Big Birthday CEO: You have meddled with the primal forces of nurture, Mr. Simpson, and I won't have it!! Do you think you just stopped a few lavish parties? Oh, no, sir. There is simply one endless birthday celebration, where everyone gets a gift bag and no parents gets off easy!! Do you think this country makes cars anymore? Do you think we smelt steel? No. The only thing we do is throw elaborate children's cotillions with enormous inedible cakes out from whence Yale graduates pop! (scene cuts to a birthday, where the Ninja Mutant Turtles jump from inside a cake)
Big Birthday CEO: (back to The Simpsons house) Mr. Simpson, the very fabric of our existence is birthdays! The quarks and bosons of your soul? Birthdays! You have tried to unwind the world, and you will atone!!
Big Birthday CEO: You will be sorry. We are officially blacklisting you, my friend. Your children will never have a balloon animal maker or customized cake again!
Bart and Lisa: (gasps) Nooo!
Bart: I don't want to live. (points his slingshot to his face)

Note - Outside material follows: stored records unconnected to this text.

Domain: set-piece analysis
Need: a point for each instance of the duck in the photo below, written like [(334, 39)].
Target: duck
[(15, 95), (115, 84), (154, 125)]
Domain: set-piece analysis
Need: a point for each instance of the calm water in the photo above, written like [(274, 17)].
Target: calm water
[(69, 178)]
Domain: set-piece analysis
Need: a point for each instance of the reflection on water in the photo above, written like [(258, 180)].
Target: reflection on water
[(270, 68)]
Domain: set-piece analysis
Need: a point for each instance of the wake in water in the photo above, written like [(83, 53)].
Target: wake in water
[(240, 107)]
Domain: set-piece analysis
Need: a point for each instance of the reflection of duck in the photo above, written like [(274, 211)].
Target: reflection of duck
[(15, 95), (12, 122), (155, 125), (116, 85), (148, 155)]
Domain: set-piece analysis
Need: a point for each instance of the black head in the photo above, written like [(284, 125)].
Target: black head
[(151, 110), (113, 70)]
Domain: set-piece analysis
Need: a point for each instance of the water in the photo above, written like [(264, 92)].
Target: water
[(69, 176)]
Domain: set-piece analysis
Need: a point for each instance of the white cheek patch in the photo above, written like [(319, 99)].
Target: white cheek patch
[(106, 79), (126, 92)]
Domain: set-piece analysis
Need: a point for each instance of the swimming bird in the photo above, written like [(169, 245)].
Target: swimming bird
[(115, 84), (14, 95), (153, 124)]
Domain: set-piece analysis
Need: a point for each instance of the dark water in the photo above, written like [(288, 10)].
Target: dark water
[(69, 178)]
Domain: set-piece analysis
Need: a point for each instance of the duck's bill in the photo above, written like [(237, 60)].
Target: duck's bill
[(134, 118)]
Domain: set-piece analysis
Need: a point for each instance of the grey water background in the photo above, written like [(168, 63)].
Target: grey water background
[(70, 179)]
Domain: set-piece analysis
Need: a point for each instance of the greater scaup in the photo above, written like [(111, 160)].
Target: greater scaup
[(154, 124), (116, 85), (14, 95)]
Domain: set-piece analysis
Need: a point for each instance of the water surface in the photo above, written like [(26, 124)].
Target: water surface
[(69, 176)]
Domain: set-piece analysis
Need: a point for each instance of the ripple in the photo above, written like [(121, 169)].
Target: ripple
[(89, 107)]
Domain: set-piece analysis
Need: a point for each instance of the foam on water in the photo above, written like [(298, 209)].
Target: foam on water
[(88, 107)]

Homer: Hot their birthdays! Take easter! Easter is nothing!
Marge: (to Bart and Lisa) Geez, kids. I guess you've had your last birthday. You're gonna stay your current ages for the rest of your lives.

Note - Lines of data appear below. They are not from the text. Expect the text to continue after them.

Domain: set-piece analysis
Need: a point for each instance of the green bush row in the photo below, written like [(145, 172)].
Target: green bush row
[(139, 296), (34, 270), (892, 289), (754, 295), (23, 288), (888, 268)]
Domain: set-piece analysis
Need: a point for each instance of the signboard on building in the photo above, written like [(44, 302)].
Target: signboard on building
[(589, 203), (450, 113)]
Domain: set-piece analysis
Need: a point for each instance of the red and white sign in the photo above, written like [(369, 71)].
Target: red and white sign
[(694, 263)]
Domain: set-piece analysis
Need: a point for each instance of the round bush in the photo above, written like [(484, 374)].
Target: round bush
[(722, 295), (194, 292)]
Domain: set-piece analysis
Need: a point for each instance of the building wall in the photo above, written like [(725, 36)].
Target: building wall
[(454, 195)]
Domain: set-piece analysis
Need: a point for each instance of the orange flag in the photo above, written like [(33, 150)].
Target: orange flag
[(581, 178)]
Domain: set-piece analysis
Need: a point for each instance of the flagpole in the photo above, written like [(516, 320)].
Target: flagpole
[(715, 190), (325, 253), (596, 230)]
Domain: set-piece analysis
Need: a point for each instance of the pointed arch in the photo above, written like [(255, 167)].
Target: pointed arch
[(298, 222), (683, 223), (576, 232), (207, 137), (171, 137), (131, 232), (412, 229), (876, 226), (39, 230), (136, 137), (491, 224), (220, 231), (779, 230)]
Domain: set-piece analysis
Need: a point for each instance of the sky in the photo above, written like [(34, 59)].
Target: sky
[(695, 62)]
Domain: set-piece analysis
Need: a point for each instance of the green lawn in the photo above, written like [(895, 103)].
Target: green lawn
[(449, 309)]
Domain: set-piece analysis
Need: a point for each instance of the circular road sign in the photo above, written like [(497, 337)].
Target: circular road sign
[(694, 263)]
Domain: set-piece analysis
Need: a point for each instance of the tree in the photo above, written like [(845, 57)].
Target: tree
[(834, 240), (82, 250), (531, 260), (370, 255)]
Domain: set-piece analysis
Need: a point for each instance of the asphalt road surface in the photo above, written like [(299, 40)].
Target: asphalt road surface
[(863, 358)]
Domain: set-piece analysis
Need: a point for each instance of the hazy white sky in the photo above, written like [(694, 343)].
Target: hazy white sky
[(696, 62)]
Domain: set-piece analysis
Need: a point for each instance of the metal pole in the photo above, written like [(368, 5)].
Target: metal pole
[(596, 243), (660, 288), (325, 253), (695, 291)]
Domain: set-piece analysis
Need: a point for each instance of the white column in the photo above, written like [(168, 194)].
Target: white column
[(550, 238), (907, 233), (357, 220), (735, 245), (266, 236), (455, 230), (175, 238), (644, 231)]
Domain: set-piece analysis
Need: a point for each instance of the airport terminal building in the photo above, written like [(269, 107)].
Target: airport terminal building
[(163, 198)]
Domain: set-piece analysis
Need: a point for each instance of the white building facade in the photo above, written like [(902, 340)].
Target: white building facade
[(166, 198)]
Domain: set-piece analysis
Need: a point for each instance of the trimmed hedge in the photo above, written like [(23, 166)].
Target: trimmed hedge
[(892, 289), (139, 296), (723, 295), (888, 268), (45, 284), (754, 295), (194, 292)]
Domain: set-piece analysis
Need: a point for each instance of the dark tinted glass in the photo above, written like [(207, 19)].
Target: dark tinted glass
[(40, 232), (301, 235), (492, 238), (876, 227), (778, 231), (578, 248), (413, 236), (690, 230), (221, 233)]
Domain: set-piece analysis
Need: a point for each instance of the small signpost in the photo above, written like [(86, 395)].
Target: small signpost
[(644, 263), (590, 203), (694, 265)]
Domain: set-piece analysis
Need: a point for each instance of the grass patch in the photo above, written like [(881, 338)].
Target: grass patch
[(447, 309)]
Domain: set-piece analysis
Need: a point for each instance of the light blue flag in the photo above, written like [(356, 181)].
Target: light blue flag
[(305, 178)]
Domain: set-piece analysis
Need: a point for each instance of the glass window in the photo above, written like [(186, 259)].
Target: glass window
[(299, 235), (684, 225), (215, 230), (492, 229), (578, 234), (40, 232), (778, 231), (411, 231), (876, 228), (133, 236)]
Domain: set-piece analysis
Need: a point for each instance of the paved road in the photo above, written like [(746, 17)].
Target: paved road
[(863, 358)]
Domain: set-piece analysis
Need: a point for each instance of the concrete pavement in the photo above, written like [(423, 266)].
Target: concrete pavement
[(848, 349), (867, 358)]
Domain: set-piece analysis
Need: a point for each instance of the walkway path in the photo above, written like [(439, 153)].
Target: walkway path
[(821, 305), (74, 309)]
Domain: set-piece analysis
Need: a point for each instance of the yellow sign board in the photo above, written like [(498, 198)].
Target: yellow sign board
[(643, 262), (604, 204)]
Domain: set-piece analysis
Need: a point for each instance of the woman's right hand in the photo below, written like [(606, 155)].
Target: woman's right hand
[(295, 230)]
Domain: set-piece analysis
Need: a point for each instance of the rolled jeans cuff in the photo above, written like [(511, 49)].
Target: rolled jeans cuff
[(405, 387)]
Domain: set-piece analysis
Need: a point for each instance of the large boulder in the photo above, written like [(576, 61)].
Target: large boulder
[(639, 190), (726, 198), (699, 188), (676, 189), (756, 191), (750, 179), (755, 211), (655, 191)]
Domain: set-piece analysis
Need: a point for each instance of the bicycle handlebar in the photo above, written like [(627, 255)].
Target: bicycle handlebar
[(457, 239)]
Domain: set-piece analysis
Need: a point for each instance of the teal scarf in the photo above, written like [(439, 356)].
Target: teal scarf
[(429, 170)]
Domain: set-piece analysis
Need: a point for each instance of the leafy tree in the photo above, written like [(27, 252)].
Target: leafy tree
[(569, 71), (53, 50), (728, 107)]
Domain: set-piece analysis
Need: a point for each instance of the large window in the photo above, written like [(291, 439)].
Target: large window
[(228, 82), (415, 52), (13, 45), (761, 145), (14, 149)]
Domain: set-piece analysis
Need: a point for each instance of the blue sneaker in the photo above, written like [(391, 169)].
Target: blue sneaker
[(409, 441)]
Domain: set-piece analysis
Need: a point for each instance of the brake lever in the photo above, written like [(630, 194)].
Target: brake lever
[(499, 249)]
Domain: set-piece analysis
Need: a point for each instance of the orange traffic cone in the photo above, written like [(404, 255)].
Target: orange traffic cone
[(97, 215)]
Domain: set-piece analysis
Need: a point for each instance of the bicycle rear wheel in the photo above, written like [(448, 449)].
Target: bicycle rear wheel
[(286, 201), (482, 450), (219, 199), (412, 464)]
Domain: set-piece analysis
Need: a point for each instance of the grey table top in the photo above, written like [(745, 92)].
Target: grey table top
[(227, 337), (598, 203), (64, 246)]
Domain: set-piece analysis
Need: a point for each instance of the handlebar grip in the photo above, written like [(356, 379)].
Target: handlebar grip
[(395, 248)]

Homer: Please. I'll do anything.
Big Birthday CEO: All right. The next birthday that comes up in this town is, uh, Rod Flanders, and you have to throw him a party.
Homer: (groans, to Bart and Lisa) How bad do you kids want birthdays?
Bart: How bad do you want to sleep in Saturday? (bang two pans)
Homer: Hey, hey, hey, I was just kidding around. You know that. I was just... You have a deal.
Lisa: (to one of the war veterans) Why are planes and boats always woman?
Veteran: Because they require a lot of upkeep and a firm hand at the controls.
Lisa: I knew there'd be a sexiest joke behind it. I knew it!